Sekretaris Umum Asosiasi Provinsi PSSI Aceh Nazaruddin di Banda Aceh, Selasa, mengatakan tujuan mewajibkan peserta turnamen sepak bola dengan pelatih berlisensi untuk meningkatkan kualitas pertandingan.

"Kami menegaskan setiap klub yang ambil bagian pada turnamen sepak bola yang digelar di Provinsi Aceh diwajibkan dilatih dengan pelatih kepala sekurang-kurangnya bersertifikat atau Lisensi D PSSI," kata Nazaruddin.

Selain pelatih berlisensi, kata dia, Asosiasi Provinsi PSSI Aceh juga mengharuskan klub yang mengikuti turnamen sepak bola memainkan minimal seorang pemain muda seperti kelahiran 2007 hingga 2010.

Menurut Nazaruddin, aturan tersebut tertuang dalam surat PSSI Aceh yang berlaku mulai 2026. Aturan tersebut sebagai wadah pembinaan pemain yang dilatih pelatih bersertifikat PSSI, sehingga lahir pemain sepak bola berkualitas yang siap bertanding di berbagai turnamen.

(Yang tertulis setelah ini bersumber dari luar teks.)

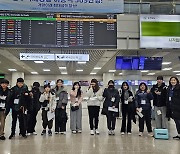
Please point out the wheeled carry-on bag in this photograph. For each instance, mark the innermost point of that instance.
(161, 134)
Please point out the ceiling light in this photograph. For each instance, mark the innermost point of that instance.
(79, 70)
(92, 73)
(34, 72)
(167, 69)
(112, 71)
(63, 72)
(46, 70)
(97, 68)
(12, 70)
(39, 62)
(150, 73)
(144, 71)
(81, 62)
(62, 68)
(166, 63)
(176, 71)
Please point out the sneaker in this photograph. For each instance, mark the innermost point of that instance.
(113, 132)
(11, 136)
(122, 133)
(92, 132)
(109, 132)
(43, 132)
(176, 137)
(34, 133)
(2, 138)
(140, 133)
(49, 132)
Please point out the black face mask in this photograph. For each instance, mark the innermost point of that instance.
(111, 86)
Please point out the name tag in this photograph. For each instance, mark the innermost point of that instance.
(126, 102)
(16, 101)
(143, 102)
(113, 99)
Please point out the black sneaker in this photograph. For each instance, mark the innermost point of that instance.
(49, 132)
(11, 136)
(2, 138)
(43, 132)
(176, 137)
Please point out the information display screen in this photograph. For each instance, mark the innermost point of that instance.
(53, 30)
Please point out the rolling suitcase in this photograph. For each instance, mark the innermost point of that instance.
(161, 134)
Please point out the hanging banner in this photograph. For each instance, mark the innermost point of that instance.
(83, 6)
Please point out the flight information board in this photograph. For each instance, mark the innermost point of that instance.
(53, 30)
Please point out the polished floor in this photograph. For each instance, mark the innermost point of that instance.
(86, 144)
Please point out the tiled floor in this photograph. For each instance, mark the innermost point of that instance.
(87, 144)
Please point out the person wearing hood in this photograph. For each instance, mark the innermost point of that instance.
(60, 112)
(143, 99)
(4, 102)
(110, 106)
(159, 92)
(173, 103)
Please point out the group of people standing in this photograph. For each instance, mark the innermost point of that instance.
(25, 105)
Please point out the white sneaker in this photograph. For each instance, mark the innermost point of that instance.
(122, 133)
(97, 131)
(140, 133)
(92, 132)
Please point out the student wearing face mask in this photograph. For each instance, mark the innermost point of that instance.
(48, 103)
(127, 108)
(94, 94)
(60, 112)
(110, 106)
(143, 99)
(173, 103)
(76, 96)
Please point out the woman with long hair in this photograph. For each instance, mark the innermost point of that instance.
(76, 97)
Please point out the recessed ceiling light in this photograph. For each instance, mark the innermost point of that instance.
(97, 68)
(39, 62)
(92, 73)
(176, 71)
(167, 69)
(63, 72)
(81, 62)
(79, 70)
(144, 71)
(46, 70)
(150, 73)
(12, 70)
(34, 72)
(166, 63)
(112, 70)
(62, 68)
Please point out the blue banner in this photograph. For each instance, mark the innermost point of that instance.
(84, 6)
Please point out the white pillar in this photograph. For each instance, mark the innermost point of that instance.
(16, 75)
(107, 77)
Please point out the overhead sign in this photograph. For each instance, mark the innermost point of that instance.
(87, 6)
(37, 56)
(72, 57)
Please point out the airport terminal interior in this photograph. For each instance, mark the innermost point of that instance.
(121, 40)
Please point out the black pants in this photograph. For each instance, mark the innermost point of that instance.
(32, 121)
(45, 120)
(111, 120)
(22, 122)
(60, 120)
(177, 122)
(93, 116)
(147, 118)
(126, 113)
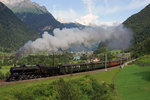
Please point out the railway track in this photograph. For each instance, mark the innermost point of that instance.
(4, 83)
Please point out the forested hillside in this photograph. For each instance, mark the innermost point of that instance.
(140, 25)
(34, 15)
(13, 32)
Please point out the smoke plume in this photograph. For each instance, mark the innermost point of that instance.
(120, 37)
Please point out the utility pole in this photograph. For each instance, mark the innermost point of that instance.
(105, 62)
(53, 59)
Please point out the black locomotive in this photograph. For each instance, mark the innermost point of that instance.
(32, 72)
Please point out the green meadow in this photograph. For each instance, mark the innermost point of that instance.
(133, 82)
(9, 91)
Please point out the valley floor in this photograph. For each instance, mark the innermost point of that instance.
(133, 83)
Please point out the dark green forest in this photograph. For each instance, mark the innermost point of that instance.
(13, 32)
(140, 25)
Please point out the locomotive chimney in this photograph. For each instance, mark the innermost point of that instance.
(53, 59)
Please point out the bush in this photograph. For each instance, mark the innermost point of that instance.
(2, 76)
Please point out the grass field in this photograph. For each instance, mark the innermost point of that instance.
(133, 83)
(8, 91)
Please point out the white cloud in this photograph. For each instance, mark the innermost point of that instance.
(90, 5)
(89, 19)
(64, 14)
(134, 4)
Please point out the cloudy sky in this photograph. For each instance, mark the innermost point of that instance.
(97, 11)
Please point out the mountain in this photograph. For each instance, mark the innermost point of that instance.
(74, 25)
(13, 32)
(140, 25)
(34, 15)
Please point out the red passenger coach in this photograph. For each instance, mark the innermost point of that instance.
(114, 63)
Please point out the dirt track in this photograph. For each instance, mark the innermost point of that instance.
(3, 82)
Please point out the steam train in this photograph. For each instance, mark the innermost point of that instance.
(38, 71)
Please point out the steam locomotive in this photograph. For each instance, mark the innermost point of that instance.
(24, 73)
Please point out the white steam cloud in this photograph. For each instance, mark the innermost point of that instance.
(119, 35)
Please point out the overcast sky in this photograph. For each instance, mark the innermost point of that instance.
(87, 11)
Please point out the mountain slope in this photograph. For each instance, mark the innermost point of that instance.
(140, 25)
(13, 32)
(34, 15)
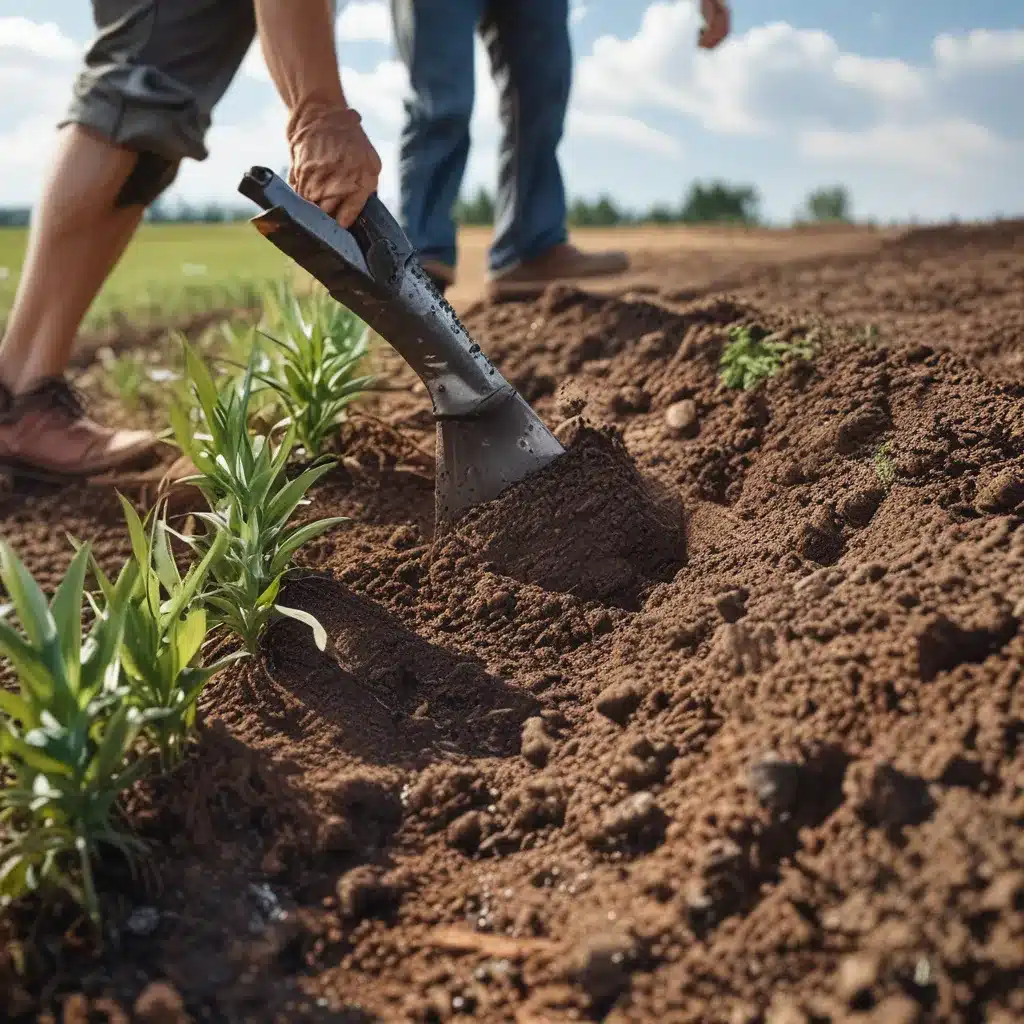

"Ini upaya PSSI Aceh meningkatkan kualitas pemain muda, jam terbang dan mental bertanding. Sekaligus wadah dan jenjang pembinaan atlet sepak bola Aceh melalui turnamen maupun kompetisi secara berjenjang," katanya.

Nazaruddin mengajak semua penyelenggara turnamen menaati aturan tersebut demi memajukan sepak bola di Provinsi Aceh. Serta menghadirkan pertandingan di setiap turnamen yang lebih berkualitas.

"Dan ini berlaku untuk setiap turnamen, baik yang digelar PSSI kabupaten kota, pemerintah daerah maupun kelompok masyarakat seperti turnamen antarkampung atau tarkam," kata Nazaruddin.